ROCm 7.2 on AMD Strix Halo (gfx1151): guide, benchmarks, and MIOpen cache fix

---

## Summary

I got Kokoro-FastAPI running on **AMD Ryzen AI MAX+ 395 (Strix Halo)** with the **Radeon 8060S iGPU (gfx1151)** using ROCm 7.2. Sharing findings since the existing `docker/rocm/` setup targets ROCm 6.4 which doesn't support this GPU architecture.

**Result: ~10x speedup over CPU** — but only after solving a critical MIOpen kernel caching issue that causes 5-60 second delays on every request without the fix.

## Environment

| Component | Version |
|---|---|
| CPU / APU | AMD Ryzen AI MAX+ 395 (Strix Halo) |
| GPU | AMD Radeon 8060S iGPU (gfx1151), 32GB BAR on 96GB unified LPDDR5 |
| Host OS | Proxmox VE 9.x |
| Host kernel | **6.19.2-1-pve** (critical — older kernels lack gfx1151 support) |
| Guest OS | Ubuntu 24.04 LTS (unprivileged LXC with GPU passthrough) |
| ROCm | 7.2.0 |
| PyTorch | 2.10.0+rocm7.2.0 (from AMD's repo.radeon.com, **not** pytorch.org) |
| Kokoro-FastAPI | 0.2.4 |
| kokoro | 0.9.4 |

## Key Finding: `MIOPEN_FIND_MODE=2` is critical

MIOpen compiles optimized GPU kernels for each unique tensor shape. In Kokoro, tensor shapes vary by **phoneme count** — every unique input length produces a different shape. Without caching, this means:

- **First request per unique phoneme length**: 5-60 seconds (MIOpen kernel search)
- **Subsequent requests at same length**: 0.3-5 seconds (cached)
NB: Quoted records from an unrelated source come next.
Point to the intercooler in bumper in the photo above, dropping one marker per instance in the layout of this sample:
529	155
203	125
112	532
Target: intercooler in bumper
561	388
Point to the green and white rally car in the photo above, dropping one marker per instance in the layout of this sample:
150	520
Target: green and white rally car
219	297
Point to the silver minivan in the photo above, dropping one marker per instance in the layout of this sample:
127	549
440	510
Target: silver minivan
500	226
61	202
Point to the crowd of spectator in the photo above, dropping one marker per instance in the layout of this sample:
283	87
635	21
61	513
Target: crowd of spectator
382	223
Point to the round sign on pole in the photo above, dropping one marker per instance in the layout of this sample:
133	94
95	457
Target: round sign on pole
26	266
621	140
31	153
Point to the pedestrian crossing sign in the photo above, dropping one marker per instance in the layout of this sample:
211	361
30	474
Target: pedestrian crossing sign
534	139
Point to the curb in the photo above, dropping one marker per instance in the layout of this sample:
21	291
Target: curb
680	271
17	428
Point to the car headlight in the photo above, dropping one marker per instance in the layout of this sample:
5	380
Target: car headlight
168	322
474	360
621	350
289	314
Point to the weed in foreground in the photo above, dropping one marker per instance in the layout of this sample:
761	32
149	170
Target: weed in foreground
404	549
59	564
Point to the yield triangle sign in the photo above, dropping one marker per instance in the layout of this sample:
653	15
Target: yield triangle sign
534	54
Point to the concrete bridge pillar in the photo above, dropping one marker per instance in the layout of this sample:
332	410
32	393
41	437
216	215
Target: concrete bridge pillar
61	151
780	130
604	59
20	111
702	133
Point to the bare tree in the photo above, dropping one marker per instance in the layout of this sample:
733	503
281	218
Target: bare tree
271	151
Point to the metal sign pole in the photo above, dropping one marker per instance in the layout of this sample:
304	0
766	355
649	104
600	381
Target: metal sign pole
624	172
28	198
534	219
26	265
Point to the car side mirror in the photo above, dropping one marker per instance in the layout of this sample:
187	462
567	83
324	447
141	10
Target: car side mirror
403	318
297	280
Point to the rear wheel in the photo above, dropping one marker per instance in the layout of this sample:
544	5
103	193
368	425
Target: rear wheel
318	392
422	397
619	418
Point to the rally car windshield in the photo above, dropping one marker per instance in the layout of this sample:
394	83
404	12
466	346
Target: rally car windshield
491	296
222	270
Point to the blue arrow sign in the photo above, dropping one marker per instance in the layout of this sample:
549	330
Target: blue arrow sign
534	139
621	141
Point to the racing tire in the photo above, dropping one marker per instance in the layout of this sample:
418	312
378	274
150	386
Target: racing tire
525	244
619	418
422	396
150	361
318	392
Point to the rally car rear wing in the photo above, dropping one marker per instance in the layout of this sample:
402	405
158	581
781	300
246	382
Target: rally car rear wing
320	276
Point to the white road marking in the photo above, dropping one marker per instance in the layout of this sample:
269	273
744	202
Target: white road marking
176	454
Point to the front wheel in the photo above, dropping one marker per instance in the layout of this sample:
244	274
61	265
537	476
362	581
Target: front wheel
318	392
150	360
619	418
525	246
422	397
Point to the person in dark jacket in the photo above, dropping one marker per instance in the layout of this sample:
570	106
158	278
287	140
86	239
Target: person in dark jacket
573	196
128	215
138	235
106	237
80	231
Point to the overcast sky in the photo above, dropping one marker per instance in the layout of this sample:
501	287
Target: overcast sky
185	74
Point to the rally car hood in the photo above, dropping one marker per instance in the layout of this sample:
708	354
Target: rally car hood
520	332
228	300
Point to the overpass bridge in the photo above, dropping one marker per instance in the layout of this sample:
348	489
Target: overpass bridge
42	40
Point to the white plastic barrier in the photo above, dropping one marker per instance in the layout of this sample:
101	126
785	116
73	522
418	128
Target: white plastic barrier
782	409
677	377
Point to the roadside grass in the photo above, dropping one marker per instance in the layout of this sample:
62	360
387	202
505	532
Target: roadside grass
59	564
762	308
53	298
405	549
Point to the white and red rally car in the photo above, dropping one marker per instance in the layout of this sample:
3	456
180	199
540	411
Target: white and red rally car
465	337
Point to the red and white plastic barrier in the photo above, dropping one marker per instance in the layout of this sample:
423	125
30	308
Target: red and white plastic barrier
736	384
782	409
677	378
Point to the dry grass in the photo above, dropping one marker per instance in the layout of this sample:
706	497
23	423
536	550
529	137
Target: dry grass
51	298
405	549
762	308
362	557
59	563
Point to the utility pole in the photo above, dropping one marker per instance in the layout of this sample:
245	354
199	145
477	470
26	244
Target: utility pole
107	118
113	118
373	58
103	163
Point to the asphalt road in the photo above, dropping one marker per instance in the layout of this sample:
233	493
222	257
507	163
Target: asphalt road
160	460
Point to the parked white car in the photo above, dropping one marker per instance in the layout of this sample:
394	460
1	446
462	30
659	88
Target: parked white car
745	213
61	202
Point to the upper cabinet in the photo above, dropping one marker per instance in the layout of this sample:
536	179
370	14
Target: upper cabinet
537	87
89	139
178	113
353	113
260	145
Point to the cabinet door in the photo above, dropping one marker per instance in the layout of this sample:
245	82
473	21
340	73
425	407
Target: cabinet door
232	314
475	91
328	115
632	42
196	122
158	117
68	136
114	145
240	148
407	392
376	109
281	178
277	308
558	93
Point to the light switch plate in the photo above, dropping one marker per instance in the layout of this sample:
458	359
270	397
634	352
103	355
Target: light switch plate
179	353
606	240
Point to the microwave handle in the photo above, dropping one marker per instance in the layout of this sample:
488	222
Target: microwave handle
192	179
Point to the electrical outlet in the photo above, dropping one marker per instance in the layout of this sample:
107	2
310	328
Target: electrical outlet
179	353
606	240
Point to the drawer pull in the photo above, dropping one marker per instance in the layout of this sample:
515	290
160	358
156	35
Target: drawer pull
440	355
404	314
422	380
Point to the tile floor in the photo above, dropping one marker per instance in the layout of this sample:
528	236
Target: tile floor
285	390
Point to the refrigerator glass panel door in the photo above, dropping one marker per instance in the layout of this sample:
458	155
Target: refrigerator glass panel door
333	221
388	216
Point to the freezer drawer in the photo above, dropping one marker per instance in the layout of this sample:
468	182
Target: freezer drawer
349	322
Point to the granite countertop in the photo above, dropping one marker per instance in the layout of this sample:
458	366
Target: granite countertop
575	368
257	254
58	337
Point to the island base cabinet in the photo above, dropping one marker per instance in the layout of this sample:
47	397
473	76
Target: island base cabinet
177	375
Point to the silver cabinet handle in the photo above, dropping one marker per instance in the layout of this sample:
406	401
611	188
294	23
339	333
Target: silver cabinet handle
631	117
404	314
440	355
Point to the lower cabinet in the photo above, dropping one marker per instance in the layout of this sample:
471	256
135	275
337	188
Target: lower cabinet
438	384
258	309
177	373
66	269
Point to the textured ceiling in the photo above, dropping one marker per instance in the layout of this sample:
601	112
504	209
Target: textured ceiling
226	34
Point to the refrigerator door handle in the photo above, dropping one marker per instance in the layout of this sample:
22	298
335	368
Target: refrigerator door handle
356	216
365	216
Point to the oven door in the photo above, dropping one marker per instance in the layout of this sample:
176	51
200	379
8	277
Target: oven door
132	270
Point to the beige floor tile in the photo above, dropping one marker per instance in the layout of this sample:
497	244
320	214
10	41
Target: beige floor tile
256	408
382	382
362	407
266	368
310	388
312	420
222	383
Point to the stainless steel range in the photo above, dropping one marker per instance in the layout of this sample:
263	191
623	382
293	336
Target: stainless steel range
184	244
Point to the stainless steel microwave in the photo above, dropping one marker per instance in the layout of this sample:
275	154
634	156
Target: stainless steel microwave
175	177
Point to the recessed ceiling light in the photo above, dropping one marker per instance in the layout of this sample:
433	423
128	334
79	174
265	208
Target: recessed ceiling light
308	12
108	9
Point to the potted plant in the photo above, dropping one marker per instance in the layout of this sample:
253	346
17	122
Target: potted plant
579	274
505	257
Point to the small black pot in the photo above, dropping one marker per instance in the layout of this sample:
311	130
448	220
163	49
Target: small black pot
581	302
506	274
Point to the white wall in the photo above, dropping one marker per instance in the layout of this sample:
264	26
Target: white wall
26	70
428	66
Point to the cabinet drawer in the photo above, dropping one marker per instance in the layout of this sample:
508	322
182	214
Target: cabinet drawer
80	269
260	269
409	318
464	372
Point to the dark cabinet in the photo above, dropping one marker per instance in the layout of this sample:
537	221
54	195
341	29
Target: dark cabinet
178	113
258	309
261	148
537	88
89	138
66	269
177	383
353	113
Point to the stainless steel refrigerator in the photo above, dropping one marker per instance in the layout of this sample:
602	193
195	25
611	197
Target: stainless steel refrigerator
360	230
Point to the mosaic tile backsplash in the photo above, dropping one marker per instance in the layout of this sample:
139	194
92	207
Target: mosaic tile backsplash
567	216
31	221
The MIOpen cache persists to disk at `~/.config/miopen/` (~2.4MB for all lengths), but by default **each new process re-searches** instead of using the disk cache. Setting `MIOPEN_FIND_MODE=2` forces MIOpen to use the disk cache, eliminating the per-process penalty entirely.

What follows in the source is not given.